Sé que soy cruel, pero me molesta gente tan vulgar : no es que yo sea, ni mucho menos, un ejemplo de excelencia moral e intelectual, en absoluto, pero la democracia que iguala las capacidades y habilidades de los seres llegando a dar protagonismo a zombies y analfabetos como monsieur monsieur Alfonso Eyre y parte de su estirpe, familiar, debiera ser criticada hasta por Monseñor Méndez, mi querido Párroco : de revolucionario tiene más bien nada, pero posee el don de escuchar sin avasallar, de pensar las cosas muchas veces antes de escribirlas, buscándoles la fuente y la semilla, de sacarle de verdad el polvo a los libros antes de hablar de ellos… y de no poner palabras en boca de otros que esos otros no han dicho. A este paso, escojo otra orientación sexual y me caso por lo civil con Monseñor, al que tampoco le hace mucha gracia estar atado al cristianismo realmente existente en España. Entre tú y yo : creo que incluso el Concilio Vaticano segundo le queda ya pequeño.

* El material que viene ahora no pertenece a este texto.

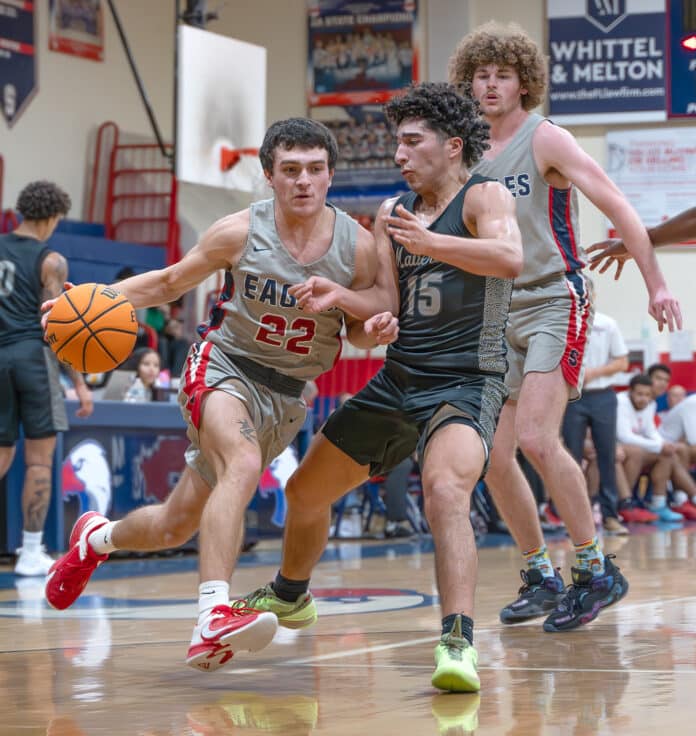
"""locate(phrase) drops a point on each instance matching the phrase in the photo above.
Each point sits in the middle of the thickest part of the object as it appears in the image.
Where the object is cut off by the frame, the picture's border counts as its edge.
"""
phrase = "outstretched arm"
(677, 229)
(219, 248)
(489, 214)
(556, 150)
(373, 289)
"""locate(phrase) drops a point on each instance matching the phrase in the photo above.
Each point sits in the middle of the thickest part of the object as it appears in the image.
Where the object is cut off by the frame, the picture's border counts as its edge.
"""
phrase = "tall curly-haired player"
(453, 249)
(550, 317)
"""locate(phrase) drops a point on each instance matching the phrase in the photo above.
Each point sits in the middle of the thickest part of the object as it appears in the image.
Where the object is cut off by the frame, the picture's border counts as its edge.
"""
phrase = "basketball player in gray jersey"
(550, 316)
(241, 386)
(454, 251)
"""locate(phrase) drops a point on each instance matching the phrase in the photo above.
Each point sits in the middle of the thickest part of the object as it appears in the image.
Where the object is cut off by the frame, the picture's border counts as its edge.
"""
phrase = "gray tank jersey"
(450, 321)
(256, 318)
(548, 217)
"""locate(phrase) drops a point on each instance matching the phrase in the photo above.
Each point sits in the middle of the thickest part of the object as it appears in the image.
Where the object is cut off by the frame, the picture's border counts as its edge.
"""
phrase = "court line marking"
(496, 667)
(430, 639)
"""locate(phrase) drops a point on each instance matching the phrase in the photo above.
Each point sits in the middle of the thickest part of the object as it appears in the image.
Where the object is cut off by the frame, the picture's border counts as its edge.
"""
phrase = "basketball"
(92, 328)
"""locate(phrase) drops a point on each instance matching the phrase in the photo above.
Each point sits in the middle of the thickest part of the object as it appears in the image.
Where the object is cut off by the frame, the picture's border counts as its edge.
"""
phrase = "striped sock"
(538, 559)
(590, 557)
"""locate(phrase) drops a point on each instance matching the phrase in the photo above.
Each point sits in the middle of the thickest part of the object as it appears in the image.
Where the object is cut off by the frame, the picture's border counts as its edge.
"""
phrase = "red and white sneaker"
(68, 575)
(226, 631)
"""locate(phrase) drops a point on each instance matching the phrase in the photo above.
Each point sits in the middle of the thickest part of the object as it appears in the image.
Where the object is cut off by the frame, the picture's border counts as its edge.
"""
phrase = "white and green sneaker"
(456, 662)
(298, 615)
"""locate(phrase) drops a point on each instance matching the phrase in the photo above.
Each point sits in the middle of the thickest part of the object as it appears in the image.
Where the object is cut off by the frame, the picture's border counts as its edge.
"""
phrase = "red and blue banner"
(18, 78)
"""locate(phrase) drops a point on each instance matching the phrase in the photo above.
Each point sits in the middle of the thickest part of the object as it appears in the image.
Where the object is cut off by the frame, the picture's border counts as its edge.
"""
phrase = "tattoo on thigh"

En cualquier caso, convendrás conmigo en que también en el nacionalismo gallego de izquierdas, como campo cultural e ideológico, hay muchas jubilaciones que tramitar, muchos egos a los que callar y mucha reflexión que re-activar.

Espero que esta noche no me lluevan estigmas desde el comité nacional de Santiago. En cualquier caso, no me importa : en Chantada, mi pueblo natal, tengo fuentes suficientes, de momento, en las que poder lavármelos.